After brief introduction of this thesis in chapter 1, I demonstrated a noble optical imaging technique for measuring CBF in mice in chapter 2. In preclinical studies of ischemic brain disorders, it is crucial to measure CBF; however, this requires radiological techniques with heavy instrumentation or invasive procedures. The optical imaging method proposed here will provide a noninvasive and easy-to-use technique to detect CBF in experimental small animals. Mice were injected with indocyanine green and time-series near-infrared fluorescence signals over heads were excited by light-emitting diodes and imaged by a CCD. I calculated four CBF parameters and generated CBF maps using time and intensity information of fluorescence dynamics to estimate the status of flow under normal and ischemic conditions. The maps dominantly represented intracerebral flows in mice even in the presence of an intact skull and scalp, and I further demonstrated that this noninvasive optical imaging technique successfully detected reduced CBF in middle cerebral artery occlusion.
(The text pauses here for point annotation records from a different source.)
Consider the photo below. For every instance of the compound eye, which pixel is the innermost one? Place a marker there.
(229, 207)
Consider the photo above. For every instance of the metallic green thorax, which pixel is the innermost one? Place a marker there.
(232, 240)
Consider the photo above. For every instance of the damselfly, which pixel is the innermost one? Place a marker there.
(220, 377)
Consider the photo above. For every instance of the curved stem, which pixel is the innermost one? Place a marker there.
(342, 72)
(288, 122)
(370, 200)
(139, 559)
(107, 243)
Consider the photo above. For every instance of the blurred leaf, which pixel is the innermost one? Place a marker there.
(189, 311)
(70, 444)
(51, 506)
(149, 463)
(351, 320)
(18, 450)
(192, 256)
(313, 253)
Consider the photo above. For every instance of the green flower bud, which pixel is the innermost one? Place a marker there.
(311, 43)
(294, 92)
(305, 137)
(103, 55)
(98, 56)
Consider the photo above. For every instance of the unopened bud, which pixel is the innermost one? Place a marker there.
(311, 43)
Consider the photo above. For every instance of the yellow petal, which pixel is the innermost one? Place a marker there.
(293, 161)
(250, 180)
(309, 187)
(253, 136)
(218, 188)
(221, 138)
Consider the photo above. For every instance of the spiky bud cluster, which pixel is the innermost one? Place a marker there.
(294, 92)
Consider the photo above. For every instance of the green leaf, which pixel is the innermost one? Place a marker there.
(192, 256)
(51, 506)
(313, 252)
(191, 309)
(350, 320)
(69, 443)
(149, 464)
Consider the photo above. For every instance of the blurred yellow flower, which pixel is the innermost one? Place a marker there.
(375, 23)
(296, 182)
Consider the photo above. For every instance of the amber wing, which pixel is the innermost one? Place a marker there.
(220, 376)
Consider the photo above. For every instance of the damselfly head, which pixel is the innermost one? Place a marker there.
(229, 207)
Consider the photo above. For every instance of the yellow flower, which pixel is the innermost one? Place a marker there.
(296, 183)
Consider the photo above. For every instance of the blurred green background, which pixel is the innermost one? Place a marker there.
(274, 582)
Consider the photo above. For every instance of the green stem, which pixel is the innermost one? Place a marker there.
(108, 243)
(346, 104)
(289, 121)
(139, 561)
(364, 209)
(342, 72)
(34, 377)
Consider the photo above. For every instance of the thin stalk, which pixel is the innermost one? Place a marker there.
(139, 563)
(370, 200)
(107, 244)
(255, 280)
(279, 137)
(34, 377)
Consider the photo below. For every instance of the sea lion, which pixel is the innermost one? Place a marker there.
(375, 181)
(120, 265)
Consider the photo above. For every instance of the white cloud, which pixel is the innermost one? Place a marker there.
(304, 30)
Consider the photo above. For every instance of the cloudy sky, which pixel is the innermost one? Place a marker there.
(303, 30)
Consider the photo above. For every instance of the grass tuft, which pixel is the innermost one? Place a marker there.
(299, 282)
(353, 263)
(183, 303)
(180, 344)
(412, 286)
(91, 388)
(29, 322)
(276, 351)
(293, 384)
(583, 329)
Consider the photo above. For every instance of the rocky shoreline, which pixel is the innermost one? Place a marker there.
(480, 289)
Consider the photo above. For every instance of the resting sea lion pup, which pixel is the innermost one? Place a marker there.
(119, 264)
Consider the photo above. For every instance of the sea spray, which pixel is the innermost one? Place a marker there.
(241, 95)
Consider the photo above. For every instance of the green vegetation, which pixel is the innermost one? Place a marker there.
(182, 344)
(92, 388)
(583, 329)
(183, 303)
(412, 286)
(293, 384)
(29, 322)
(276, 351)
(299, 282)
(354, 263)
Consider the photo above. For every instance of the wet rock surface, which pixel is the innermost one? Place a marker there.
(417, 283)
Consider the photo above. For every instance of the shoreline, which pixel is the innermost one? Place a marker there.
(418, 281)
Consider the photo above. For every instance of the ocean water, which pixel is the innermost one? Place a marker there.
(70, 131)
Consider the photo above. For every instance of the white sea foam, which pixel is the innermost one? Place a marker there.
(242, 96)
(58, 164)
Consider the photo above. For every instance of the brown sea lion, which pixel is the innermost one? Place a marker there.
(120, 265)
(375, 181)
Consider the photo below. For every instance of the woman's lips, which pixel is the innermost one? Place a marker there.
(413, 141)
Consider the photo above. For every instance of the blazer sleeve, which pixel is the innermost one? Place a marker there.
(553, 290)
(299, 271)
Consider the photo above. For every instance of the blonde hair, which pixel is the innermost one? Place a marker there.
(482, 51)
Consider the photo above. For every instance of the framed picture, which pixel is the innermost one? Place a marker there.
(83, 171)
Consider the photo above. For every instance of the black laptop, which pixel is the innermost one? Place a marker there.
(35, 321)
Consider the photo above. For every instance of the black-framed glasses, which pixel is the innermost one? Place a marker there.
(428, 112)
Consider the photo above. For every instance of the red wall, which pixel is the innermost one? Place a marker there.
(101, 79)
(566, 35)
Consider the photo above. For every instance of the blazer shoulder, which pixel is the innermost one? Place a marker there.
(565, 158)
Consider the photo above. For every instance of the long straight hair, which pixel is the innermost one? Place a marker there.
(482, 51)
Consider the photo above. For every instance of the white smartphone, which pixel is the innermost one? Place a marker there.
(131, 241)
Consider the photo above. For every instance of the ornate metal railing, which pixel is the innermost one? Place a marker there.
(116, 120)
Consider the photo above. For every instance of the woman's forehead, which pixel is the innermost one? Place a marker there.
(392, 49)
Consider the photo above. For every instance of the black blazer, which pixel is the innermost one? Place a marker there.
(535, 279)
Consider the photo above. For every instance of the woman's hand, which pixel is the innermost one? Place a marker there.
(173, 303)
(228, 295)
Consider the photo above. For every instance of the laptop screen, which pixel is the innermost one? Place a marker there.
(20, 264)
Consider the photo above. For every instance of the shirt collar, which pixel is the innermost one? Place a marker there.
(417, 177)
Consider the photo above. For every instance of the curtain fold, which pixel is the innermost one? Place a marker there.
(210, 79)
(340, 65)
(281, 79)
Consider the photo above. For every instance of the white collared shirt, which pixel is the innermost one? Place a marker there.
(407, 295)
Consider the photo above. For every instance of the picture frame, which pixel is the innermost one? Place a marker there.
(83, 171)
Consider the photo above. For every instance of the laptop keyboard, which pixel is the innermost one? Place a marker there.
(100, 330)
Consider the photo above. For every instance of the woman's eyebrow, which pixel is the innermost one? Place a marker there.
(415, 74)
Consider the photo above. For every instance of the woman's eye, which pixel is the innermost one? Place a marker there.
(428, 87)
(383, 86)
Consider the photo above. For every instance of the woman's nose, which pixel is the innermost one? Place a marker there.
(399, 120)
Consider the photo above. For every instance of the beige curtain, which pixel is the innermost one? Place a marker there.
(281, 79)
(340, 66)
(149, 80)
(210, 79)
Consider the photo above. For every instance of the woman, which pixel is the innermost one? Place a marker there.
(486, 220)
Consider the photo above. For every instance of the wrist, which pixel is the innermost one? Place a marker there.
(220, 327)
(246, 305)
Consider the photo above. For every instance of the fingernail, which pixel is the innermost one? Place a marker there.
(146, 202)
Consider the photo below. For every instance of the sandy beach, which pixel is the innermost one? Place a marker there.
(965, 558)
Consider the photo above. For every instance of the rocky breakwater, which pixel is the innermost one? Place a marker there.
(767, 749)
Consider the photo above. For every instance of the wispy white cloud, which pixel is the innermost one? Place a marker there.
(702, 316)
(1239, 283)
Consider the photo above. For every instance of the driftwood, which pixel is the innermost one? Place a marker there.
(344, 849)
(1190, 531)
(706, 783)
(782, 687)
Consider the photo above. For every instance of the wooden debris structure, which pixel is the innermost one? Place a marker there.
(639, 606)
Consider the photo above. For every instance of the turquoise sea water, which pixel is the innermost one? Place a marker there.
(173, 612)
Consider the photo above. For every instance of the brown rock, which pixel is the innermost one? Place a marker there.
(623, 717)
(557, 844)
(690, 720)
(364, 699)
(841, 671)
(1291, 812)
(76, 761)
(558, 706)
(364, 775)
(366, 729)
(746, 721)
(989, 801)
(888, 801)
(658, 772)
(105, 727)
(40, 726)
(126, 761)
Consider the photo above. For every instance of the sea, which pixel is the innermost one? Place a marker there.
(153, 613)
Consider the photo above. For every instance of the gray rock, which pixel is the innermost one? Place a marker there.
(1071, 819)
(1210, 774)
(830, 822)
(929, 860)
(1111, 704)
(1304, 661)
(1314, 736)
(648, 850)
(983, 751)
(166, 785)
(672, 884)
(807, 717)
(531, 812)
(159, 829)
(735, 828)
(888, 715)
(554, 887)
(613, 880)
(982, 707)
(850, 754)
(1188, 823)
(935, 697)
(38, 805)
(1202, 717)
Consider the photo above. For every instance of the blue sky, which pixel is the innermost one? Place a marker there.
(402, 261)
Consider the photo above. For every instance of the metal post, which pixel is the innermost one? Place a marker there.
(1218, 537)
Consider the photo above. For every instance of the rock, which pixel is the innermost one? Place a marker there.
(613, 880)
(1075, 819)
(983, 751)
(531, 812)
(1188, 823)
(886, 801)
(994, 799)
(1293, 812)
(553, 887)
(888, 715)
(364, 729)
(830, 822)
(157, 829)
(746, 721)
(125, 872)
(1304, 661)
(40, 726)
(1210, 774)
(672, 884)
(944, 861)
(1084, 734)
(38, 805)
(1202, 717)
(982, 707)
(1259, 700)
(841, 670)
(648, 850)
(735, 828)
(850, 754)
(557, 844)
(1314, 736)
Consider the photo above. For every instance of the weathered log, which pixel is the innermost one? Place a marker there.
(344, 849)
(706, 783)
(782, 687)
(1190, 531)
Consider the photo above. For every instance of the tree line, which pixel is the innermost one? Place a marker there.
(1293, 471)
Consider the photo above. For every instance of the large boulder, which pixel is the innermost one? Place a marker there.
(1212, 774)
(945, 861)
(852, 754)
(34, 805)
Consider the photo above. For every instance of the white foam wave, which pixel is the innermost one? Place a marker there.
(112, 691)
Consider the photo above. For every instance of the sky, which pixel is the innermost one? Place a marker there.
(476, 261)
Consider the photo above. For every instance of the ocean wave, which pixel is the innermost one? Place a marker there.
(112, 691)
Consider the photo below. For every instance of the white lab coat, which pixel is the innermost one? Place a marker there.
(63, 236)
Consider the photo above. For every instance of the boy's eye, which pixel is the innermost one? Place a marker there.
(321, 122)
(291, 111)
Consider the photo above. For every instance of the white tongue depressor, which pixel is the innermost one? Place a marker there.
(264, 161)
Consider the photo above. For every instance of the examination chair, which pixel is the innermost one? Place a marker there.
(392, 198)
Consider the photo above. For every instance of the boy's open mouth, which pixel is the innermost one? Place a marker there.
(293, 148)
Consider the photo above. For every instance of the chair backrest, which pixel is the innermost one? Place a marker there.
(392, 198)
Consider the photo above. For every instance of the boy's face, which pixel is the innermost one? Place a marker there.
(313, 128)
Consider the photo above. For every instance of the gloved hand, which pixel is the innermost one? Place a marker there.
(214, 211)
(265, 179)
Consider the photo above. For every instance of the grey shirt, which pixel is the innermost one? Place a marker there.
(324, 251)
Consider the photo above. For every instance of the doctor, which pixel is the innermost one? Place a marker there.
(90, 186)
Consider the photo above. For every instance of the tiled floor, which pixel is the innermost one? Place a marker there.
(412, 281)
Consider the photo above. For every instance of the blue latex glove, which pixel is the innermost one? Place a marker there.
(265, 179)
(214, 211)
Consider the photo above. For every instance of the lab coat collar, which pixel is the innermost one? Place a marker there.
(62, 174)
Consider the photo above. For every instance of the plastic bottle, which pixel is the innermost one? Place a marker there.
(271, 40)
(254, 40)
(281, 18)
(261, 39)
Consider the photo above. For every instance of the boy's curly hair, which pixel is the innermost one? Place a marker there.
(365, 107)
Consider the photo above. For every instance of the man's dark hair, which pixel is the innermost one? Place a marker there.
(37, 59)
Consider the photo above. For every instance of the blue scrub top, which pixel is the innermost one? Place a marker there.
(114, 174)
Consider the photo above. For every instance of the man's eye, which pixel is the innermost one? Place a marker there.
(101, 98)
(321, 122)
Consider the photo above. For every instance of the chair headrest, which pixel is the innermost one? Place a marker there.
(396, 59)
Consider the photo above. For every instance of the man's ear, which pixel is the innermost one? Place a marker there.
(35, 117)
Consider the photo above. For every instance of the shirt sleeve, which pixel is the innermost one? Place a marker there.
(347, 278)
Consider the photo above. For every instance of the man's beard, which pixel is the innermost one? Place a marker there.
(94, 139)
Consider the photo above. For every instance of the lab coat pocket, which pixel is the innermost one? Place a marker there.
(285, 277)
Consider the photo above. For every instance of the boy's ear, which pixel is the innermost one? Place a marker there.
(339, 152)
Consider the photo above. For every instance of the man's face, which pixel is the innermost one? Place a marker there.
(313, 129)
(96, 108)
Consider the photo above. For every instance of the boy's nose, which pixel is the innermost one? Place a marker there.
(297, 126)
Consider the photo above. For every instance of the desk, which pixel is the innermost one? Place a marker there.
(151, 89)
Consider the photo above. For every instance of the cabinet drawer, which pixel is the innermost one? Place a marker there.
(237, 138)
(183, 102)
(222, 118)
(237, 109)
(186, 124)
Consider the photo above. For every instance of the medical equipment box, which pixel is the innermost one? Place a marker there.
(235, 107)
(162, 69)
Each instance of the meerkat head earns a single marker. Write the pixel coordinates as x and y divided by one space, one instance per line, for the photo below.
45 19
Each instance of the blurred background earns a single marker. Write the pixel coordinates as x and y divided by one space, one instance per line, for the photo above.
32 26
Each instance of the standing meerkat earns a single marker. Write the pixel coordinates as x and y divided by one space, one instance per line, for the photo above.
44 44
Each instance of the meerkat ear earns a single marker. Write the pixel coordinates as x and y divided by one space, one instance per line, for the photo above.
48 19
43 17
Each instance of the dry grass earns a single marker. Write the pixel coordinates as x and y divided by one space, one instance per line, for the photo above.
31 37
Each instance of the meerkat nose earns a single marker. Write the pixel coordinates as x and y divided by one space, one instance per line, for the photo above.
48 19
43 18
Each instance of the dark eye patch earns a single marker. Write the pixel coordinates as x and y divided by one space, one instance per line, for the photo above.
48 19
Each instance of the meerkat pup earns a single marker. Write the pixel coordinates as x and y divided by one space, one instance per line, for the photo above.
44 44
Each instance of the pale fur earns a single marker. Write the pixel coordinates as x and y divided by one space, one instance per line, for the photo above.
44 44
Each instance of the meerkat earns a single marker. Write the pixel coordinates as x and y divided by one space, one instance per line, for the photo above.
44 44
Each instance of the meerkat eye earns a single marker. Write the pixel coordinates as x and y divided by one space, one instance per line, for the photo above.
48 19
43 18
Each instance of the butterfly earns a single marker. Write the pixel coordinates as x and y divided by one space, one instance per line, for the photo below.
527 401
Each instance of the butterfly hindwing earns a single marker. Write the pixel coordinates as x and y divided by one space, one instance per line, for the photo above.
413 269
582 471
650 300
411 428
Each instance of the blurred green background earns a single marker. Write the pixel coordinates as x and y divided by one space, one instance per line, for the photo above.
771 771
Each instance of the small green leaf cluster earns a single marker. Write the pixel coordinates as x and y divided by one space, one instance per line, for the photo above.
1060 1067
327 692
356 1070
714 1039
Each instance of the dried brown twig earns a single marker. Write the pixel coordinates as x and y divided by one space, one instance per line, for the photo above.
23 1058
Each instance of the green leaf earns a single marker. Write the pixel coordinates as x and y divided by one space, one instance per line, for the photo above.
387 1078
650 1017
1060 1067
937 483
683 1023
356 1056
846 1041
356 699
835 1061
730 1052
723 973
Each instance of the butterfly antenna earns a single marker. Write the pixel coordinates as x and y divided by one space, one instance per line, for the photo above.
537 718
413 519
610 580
In chapter 3, I simulated blood flows and tracer dynamics in cerebral microvascular network, and evaluated CBF parameters suggested above. The resolutions of imaging techniques measuring CBF are usually above capillary level and their speeds are not sufficient to measure blood flow of entire microvessels at a time. The complex nature of microvascular network made it difficult to understand the details of pathophysiology in vascular occlusion diseases such as stroke and application of theoretical CBF calculation algorithms. Here I demonstrated in silico modeling and simulation methods to understand CBF in microvascular network. High resolution cortical vasculature was imaged from an anesthetized mouse using two-photon laser scanning microscopy. Topology and vascular parameters such as lengths and diameters were semi-automatically extracted from the image stacks and converted to a graph data structure. The relationships among blood pressures in branching points and blood flows in vessel segments were established using hemorheological equations. The generated large-scale simultaneous linear equations were solved, and the unknown blood flow variables were determined. Finally, using the blood flow information, virtually injected intravascular tracers were simulated in microvascular network. Time-intensity curves were generated from residue functions inside volumes of interest. Four CBF parameters were calculated from the curves and their accuracies were evaluated.
In conclusion, these two methodologies for CBF measurement, one for optical imaging and the other for in silico simulation, may play valuable roles in studies for cerebral hemodynamics and neurological disorders.